[Tutor] Creating To Do List Program - Question
Steven D'Aprano
steve at pearwood.info
Tue Oct 1 04:04:51 CEST 2013
On Mon, Sep 30, 2013 at 03:00:08PM +0200, Rafael Knuth wrote:
> I mean, my giant print
> statement was really ridiculous to say the least but it did what I
> wanted the program to do - adding items to the To Do List and printing
> that list.
But no it didn't! It just *printed* stuff you wanted to do, it didn't
actually do them. That's like the difference between writing down the
sentence:
Today I went to the store and bought milk.
and *actually* going to the store and buying milk.
> > Are you using Python 3.3, under Windows?
>
> Python 3.0 under Windows.
If you have the opportunity to upgrade, I strongly recommend that you
use Python 3.3 instead. It is much better than older 3.x versions, and
3.0 in particular is buggy and not officially supported any longer.

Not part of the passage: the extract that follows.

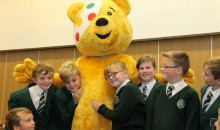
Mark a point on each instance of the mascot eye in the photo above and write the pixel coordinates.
(109, 13)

> I worked with text files yet, I have to admit I haven't worked with
> binary files though - and I don't know yet what they are. But I will
> figure that out.
Technically, *all* files are binary files. That just means that they are
stored on the disk as zeroes and ones. But when people talk about "text
files" and "binary files", what they usually mean is "files where we
interpret those zeroes and ones as code for letters of the alphabet" and
"files where we interpret those zeroes and ones as code for numbers."
There's a bit more to it than that, but it will do to start.